What I find odd is that these same teams usually do not have error rate alerts on the actual processing function. They are monitoring the dead-letter queue but not the function where things fail. The DLQ is showing you something is wrong. The function tells you what.
There is a discipline for thinking about this more rigorously: SRE, SLOs, error budgets. A lot of teams are put off by the terminology. But the core idea is not complicated. An error budget is just a way of deciding when to slow down based on actual data from your system, rather than the day of the week. Worth understanding even if you decide not to adopt the full framework.
An incident
An automated update came through, touched something interacting with an old workaround in the dependency config — put in place months ago to mitigate a vulnerability and never removed because nobody filed a follow-up ticket. CI was green. Runtime dependency resolution broke. Someone got paged.
The fix was not complicated: remove the workaround, update the dependency to a version that included the fix natively, verify the resolution tree was clean. An afternoon.

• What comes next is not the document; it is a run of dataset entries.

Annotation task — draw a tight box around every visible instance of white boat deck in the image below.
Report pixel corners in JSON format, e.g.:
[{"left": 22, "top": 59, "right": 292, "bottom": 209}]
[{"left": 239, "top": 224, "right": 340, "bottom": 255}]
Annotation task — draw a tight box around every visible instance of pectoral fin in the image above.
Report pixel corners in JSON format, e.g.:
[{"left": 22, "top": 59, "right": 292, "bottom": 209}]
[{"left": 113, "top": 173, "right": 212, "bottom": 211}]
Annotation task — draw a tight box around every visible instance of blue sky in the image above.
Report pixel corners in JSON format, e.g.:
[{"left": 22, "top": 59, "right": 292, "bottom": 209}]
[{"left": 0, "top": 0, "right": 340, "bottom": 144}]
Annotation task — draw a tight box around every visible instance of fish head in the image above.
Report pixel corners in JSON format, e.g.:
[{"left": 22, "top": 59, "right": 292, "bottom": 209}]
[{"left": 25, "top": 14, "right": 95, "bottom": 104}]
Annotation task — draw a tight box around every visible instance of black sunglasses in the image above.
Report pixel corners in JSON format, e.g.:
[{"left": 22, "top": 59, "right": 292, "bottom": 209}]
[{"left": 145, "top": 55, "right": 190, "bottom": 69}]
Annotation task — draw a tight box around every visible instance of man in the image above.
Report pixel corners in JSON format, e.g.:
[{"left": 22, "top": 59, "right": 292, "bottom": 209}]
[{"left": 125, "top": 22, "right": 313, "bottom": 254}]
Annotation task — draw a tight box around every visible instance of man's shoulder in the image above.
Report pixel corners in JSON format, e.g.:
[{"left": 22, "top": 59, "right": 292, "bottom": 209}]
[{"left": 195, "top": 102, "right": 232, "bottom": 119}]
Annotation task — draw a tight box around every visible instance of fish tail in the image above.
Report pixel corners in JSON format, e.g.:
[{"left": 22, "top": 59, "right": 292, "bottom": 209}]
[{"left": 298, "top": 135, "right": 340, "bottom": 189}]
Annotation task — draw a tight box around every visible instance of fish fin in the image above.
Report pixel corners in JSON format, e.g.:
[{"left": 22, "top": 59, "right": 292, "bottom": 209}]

The conversation afterwards was mostly about whether the deployment should have happened on a Friday. I found that frustrating. The workaround is still in your config on Monday. If another automated update comes through next week, the same thing happens. Rescheduling does not fix the root cause.
What I actually think
The teams I have seen deploy confidently on any day are not doing anything heroic. They have automated rollbacks. They deploy small changes often. They have monitoring on the actual execution path, not just the recovery mechanism.
I am not saying every team can get there quickly. It takes investment and a team environment where that work gets prioritised, which is its own challenge. But I think it is worth being honest about what the Friday rule is. It reduces the chance of a bad weekend. It does not reduce the chance of a bad deployment.
The goal is a pipeline reliable enough that the calendar stops being relevant. The rule is a workaround for not having that yet.